Obviously that in itself makes me happy, that the best way to analyse, make sense of, “see” the data is an infographic. That actually the work the AI is doing is essentially presenting the data in a different way so that we understand it better. Technology now means that infographics are no longer an end product, a presentation tool to show findings, but also the tool we use to actually analyse the data. We can manipulate the graphics to pull out key findings and use them to answer questions.
Going further, what was going to be a YAY INFORGRAPHICS! blog has developed into something even better…

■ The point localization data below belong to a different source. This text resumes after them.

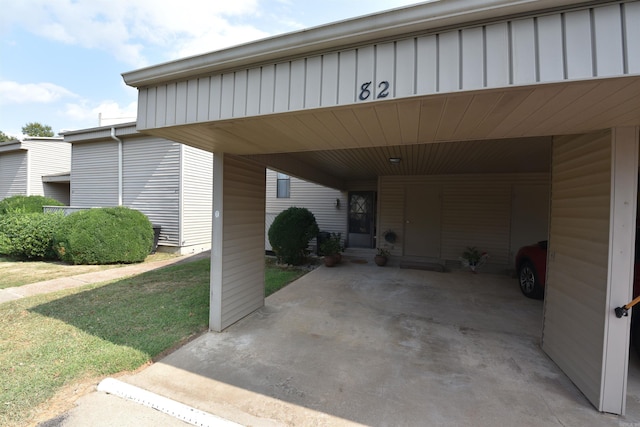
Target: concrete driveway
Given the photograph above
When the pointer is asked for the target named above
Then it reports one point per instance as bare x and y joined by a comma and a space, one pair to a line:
360, 344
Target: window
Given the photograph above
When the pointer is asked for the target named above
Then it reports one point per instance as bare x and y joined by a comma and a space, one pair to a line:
284, 186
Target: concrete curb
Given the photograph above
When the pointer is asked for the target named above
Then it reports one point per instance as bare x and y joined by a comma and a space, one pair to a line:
167, 406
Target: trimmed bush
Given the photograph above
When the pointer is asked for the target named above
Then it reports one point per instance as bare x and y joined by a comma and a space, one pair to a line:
104, 236
29, 235
290, 233
26, 204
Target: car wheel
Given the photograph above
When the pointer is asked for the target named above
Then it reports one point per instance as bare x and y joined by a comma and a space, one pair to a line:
529, 284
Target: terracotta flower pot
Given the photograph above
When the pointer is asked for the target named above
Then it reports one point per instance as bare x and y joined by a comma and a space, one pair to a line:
380, 260
330, 260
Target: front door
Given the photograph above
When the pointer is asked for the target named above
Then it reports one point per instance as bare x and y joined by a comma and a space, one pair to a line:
362, 205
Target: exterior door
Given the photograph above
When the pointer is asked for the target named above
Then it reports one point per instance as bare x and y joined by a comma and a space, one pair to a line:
362, 219
422, 221
590, 262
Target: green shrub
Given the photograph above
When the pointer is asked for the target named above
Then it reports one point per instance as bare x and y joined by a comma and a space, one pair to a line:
290, 233
104, 236
29, 235
26, 204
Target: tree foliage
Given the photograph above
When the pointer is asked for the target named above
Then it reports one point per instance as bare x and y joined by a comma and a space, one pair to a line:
5, 138
37, 129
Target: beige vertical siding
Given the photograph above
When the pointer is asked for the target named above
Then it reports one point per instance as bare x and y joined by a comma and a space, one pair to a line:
13, 174
577, 269
320, 200
94, 174
552, 47
197, 188
151, 183
237, 276
476, 210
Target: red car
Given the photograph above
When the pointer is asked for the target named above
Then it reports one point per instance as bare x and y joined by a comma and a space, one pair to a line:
531, 265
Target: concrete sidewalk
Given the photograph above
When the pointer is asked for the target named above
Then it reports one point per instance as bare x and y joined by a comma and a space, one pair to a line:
10, 294
360, 345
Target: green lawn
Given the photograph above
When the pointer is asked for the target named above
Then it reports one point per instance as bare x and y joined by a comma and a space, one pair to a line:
17, 273
49, 341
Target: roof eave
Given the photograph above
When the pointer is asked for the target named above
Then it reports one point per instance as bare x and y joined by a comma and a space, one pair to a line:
422, 17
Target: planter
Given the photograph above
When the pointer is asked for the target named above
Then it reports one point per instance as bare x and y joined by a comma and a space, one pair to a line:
330, 260
380, 260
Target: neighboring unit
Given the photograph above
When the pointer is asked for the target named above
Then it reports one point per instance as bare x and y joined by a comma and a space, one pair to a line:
169, 182
35, 166
328, 205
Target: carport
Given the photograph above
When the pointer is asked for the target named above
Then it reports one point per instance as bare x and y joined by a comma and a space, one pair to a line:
468, 98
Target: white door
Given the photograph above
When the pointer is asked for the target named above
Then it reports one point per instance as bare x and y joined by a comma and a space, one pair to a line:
590, 262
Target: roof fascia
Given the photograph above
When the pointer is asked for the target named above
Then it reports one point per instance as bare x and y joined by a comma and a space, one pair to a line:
419, 18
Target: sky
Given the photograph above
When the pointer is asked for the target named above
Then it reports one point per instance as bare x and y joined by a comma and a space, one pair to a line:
61, 60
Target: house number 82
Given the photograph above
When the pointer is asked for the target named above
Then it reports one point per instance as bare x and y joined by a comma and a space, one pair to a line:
365, 92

It was obvious to me that the human input to the situation was essential. Initially telling the system what was interesting and needed to be highlighted and then to analyse the output, using the graphic to identify what was pertinent to the case. It was the officers knowledge and understanding of the subject which allowed them to make sense of all that information, however it was presented. You cannot get anyone or anything to answer a ‘so what’ question if they don’t have an understanding of the situation. Data Science is not just crunching numbers, its about knowing what evidence to layer up together, what extra information to have and trying to anticipate what questions will need answering.
I think collaboration is the key. Knowing who the specialists are, communicating and working with them to collect and paint as detailed pictures as possible.
Data is its own peculiar language and analysts, what ever their titles, are interpreters.